I <blah blah blah> Windows <blah blah blah> running on VMWare.
You must be made of money, Jack. You’re already paying us for the OS you’re running everywhere. Then instead of using our free hypervisor and way less expensive management system you’re paying someone else a bunch of dough.
“But Ned, we want dynamic memory usage, Linux support, and instantaneous guest migration between hosts”.
If you really want to give your CFO a coronary, try this link: http://www.microsoft.com/virtualization/en/us/cost-compare-calculator.aspx
Then while the EMT’s are working on him to start his ticker back up, take out your CIO with this:
Support policy for Microsoft software running in non-Microsoft hardware virtualization software http://support.microsoft.com/kb/897615/
… Microsoft will support server operating systems subject to the Microsoft Support Lifecycle policy for its customers who have support agreements when the operating system runs virtualized on non-Microsoft hardware virtualization software. This support will include coordinating with the vendor to jointly investigate support issues. As part of the investigation, Microsoft may still require the issue to be reproduced independently from the non-Microsoft hardware virtualization software.
This is more common that you might think, we find VMware-only issues all the time and our customer is now up a creek.

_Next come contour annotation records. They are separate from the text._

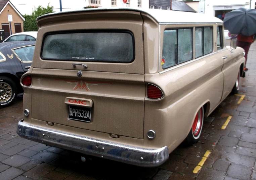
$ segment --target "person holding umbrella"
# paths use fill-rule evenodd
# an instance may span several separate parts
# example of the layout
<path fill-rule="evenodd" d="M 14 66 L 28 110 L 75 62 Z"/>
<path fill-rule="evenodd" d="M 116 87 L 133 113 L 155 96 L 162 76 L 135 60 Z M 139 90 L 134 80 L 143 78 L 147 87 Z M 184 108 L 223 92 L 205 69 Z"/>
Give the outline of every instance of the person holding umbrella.
<path fill-rule="evenodd" d="M 253 43 L 255 41 L 256 36 L 255 34 L 250 36 L 243 36 L 239 34 L 237 36 L 237 46 L 241 47 L 245 50 L 245 64 L 246 64 L 246 61 L 247 60 L 247 54 L 248 51 L 249 51 L 250 47 L 252 43 Z M 248 68 L 246 67 L 245 66 L 245 68 L 244 68 L 244 71 L 247 71 Z"/>
<path fill-rule="evenodd" d="M 256 38 L 256 9 L 239 8 L 226 14 L 224 26 L 230 33 L 238 34 L 237 46 L 245 50 L 246 67 L 247 54 Z"/>

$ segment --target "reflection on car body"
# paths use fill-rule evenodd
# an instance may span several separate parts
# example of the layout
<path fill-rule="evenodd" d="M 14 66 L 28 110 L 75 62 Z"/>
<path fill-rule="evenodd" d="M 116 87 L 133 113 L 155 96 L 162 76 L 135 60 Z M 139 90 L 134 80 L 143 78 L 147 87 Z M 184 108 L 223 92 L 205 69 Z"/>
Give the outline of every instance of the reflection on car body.
<path fill-rule="evenodd" d="M 21 80 L 28 113 L 17 133 L 159 166 L 181 143 L 198 141 L 204 117 L 238 93 L 244 50 L 225 47 L 223 22 L 211 16 L 97 9 L 37 19 L 36 57 Z M 82 110 L 90 112 L 85 121 Z"/>

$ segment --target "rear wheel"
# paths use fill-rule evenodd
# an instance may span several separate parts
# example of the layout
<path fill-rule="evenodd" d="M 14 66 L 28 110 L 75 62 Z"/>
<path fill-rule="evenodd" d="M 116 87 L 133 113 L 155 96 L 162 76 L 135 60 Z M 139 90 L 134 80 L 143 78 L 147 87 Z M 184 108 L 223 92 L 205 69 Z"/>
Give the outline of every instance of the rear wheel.
<path fill-rule="evenodd" d="M 203 121 L 204 107 L 202 107 L 198 110 L 196 116 L 191 130 L 184 140 L 184 145 L 191 145 L 198 141 L 202 131 Z"/>
<path fill-rule="evenodd" d="M 11 104 L 17 97 L 17 87 L 11 79 L 0 77 L 0 108 Z"/>
<path fill-rule="evenodd" d="M 238 93 L 239 90 L 239 86 L 240 85 L 240 70 L 238 72 L 238 75 L 237 76 L 237 80 L 236 81 L 236 83 L 233 87 L 232 91 L 231 92 L 233 94 L 236 94 Z"/>

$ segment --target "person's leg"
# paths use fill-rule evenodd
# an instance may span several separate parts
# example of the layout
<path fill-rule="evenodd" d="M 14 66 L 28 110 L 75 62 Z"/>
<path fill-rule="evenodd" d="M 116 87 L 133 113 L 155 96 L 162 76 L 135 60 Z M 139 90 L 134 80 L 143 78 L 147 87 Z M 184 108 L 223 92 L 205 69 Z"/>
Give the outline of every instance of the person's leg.
<path fill-rule="evenodd" d="M 250 47 L 251 46 L 251 44 L 252 43 L 248 43 L 247 42 L 244 42 L 243 41 L 238 41 L 237 42 L 237 46 L 241 47 L 243 48 L 245 50 L 245 68 L 244 70 L 245 71 L 247 71 L 248 70 L 248 69 L 246 68 L 246 61 L 247 60 L 247 55 L 248 54 L 248 52 L 249 51 L 249 49 Z"/>

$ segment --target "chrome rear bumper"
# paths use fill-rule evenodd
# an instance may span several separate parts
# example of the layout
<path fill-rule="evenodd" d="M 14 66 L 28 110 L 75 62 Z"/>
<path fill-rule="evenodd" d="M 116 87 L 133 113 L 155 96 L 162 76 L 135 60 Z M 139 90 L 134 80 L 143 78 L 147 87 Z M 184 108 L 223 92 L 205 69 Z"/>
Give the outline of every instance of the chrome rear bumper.
<path fill-rule="evenodd" d="M 47 145 L 144 167 L 154 167 L 168 158 L 168 148 L 146 149 L 105 141 L 23 122 L 17 125 L 20 136 Z"/>

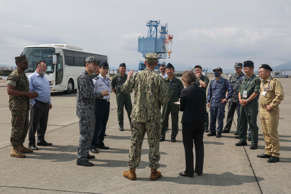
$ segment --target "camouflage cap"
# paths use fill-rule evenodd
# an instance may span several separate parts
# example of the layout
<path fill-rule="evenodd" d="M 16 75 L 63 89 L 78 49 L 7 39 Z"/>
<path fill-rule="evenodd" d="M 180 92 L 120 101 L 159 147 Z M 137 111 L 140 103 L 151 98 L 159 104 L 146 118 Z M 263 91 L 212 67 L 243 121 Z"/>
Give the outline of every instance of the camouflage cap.
<path fill-rule="evenodd" d="M 157 63 L 159 60 L 159 55 L 155 53 L 147 53 L 145 55 L 146 61 L 150 63 Z"/>
<path fill-rule="evenodd" d="M 88 57 L 86 58 L 85 60 L 85 63 L 87 62 L 93 62 L 98 63 L 99 65 L 100 64 L 100 61 L 99 60 L 94 57 Z"/>
<path fill-rule="evenodd" d="M 30 61 L 26 58 L 26 55 L 24 54 L 19 57 L 14 57 L 15 59 L 15 62 L 23 62 L 24 63 L 27 63 Z"/>

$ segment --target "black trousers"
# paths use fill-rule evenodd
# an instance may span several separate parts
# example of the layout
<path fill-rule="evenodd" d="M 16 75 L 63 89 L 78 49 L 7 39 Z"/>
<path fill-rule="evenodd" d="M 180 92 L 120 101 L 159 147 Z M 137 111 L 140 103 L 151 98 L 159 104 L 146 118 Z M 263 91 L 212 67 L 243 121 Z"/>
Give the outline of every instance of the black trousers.
<path fill-rule="evenodd" d="M 193 141 L 195 146 L 195 171 L 202 174 L 204 161 L 204 123 L 191 123 L 182 124 L 183 143 L 185 150 L 186 163 L 185 174 L 192 175 L 194 174 Z"/>
<path fill-rule="evenodd" d="M 104 146 L 104 136 L 109 117 L 110 102 L 102 99 L 95 99 L 95 121 L 94 135 L 90 149 Z"/>
<path fill-rule="evenodd" d="M 30 118 L 28 128 L 29 146 L 36 145 L 36 132 L 37 134 L 37 143 L 44 142 L 49 110 L 48 103 L 44 104 L 36 102 L 33 106 L 30 104 Z"/>

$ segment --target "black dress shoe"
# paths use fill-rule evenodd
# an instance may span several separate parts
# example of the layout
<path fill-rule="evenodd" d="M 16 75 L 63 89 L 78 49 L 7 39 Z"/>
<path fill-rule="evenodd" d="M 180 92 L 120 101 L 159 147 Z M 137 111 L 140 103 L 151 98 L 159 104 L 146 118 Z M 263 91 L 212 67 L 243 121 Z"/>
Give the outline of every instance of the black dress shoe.
<path fill-rule="evenodd" d="M 273 156 L 270 158 L 267 161 L 269 163 L 274 163 L 274 162 L 278 162 L 279 161 L 280 161 L 280 159 L 279 158 Z"/>
<path fill-rule="evenodd" d="M 235 144 L 235 145 L 237 146 L 242 146 L 243 145 L 247 145 L 248 143 L 246 142 L 243 142 L 241 141 L 240 141 L 238 143 Z"/>
<path fill-rule="evenodd" d="M 216 135 L 216 132 L 214 131 L 210 131 L 210 133 L 207 134 L 207 136 L 215 136 Z"/>
<path fill-rule="evenodd" d="M 90 154 L 87 156 L 87 159 L 93 159 L 95 158 L 95 156 L 91 156 Z"/>
<path fill-rule="evenodd" d="M 187 175 L 187 174 L 183 174 L 184 172 L 179 172 L 179 175 L 180 176 L 181 176 L 182 177 L 189 177 L 192 178 L 193 177 L 193 175 Z"/>
<path fill-rule="evenodd" d="M 248 141 L 251 141 L 252 140 L 252 136 L 250 135 L 249 135 L 249 137 L 248 138 Z"/>
<path fill-rule="evenodd" d="M 268 155 L 267 154 L 266 154 L 264 153 L 261 155 L 257 155 L 257 157 L 258 158 L 270 158 L 272 157 L 272 156 Z"/>
<path fill-rule="evenodd" d="M 88 160 L 81 160 L 77 159 L 77 165 L 79 166 L 93 166 L 94 164 L 88 161 Z"/>
<path fill-rule="evenodd" d="M 38 148 L 35 145 L 28 146 L 28 148 L 30 148 L 31 149 L 33 149 L 33 150 L 38 150 Z"/>
<path fill-rule="evenodd" d="M 48 143 L 46 141 L 42 143 L 37 143 L 36 145 L 40 145 L 40 146 L 47 146 L 47 145 L 53 145 L 53 144 L 51 143 Z"/>
<path fill-rule="evenodd" d="M 103 145 L 103 146 L 98 146 L 97 147 L 99 149 L 109 149 L 109 147 L 106 146 L 105 145 Z"/>
<path fill-rule="evenodd" d="M 165 136 L 161 136 L 160 138 L 160 142 L 163 141 L 165 140 Z"/>
<path fill-rule="evenodd" d="M 90 151 L 91 151 L 91 152 L 92 153 L 94 153 L 94 154 L 98 154 L 99 153 L 99 151 L 98 151 L 96 148 L 90 149 Z"/>
<path fill-rule="evenodd" d="M 252 144 L 250 147 L 250 149 L 255 149 L 257 148 L 258 148 L 258 144 Z"/>

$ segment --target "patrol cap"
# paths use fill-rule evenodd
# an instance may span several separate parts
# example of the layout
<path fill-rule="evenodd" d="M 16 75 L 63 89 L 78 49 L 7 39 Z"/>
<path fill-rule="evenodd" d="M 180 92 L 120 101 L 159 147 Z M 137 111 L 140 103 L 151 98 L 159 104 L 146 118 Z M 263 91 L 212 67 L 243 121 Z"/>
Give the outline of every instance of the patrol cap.
<path fill-rule="evenodd" d="M 15 62 L 28 63 L 30 61 L 26 58 L 26 55 L 25 54 L 18 57 L 15 57 L 14 58 L 15 59 Z"/>
<path fill-rule="evenodd" d="M 85 60 L 85 63 L 87 62 L 93 62 L 96 63 L 100 64 L 100 61 L 99 60 L 94 57 L 88 57 Z"/>
<path fill-rule="evenodd" d="M 173 68 L 174 69 L 174 66 L 173 66 L 173 65 L 169 63 L 167 64 L 167 66 L 166 67 L 166 68 Z"/>
<path fill-rule="evenodd" d="M 125 64 L 123 63 L 119 65 L 119 67 L 126 67 L 126 66 L 125 65 Z"/>
<path fill-rule="evenodd" d="M 271 71 L 273 71 L 273 70 L 272 69 L 272 68 L 271 68 L 271 67 L 269 66 L 268 65 L 267 65 L 267 64 L 262 64 L 260 66 L 260 67 L 259 68 L 259 69 L 262 69 L 262 68 L 266 69 L 268 70 L 270 70 Z"/>
<path fill-rule="evenodd" d="M 254 62 L 251 60 L 247 60 L 244 62 L 244 67 L 254 67 Z"/>
<path fill-rule="evenodd" d="M 236 63 L 235 64 L 235 66 L 233 67 L 235 68 L 235 67 L 242 67 L 242 63 Z"/>
<path fill-rule="evenodd" d="M 213 71 L 215 71 L 215 70 L 216 70 L 217 71 L 221 72 L 222 72 L 222 69 L 219 67 L 217 67 L 214 69 L 214 70 L 213 70 Z"/>
<path fill-rule="evenodd" d="M 109 65 L 107 63 L 107 61 L 104 60 L 101 61 L 99 67 L 109 67 Z"/>
<path fill-rule="evenodd" d="M 149 53 L 145 55 L 146 61 L 150 63 L 157 63 L 159 60 L 159 55 L 155 53 Z"/>

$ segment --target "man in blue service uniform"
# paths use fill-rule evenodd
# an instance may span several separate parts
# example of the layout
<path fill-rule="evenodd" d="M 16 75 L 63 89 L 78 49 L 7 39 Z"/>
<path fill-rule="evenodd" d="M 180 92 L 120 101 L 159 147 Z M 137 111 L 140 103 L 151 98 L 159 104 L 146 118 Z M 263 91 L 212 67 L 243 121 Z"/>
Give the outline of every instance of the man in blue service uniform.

There are troubleshooting steps - especially with debugging - that we simply cannot do at all due to the VMware architecture. Hence why you will need to reproduce on physical hardware or hyper-v, where we can gather data. Although when we find that it no longer repro’s off VMware… now what?
And of course, when all those VMware ESX servers stopped working for 2 days last year, their workaround could not be performed on DCs as it involved rolling back time. I know that sounds like schadenfreude, but when a customer’s DCs all go offline, we get called in even if it’s nothing to do with us - just ask me how it was when McAfee and CA decided to delete core Windows files. Spoiler alert: it blows.
I feel strongly about this…
Finally, I want to welcome Scott Goad to our fold – you have probably noticed that the KB/Blog aggregations have started again. If you look carefully you’ll see that Scott has taken that over from Craig Landis, who has moved on to getting us better equipped to support ADFS 2.0. Scott used to be a cop and he also has been working on those podcast pieces with Russ.
Welcome Scooter and thanks for all the hard work Craig!
- Ned “I’ll let you try my Clip-Tang style!” Pyle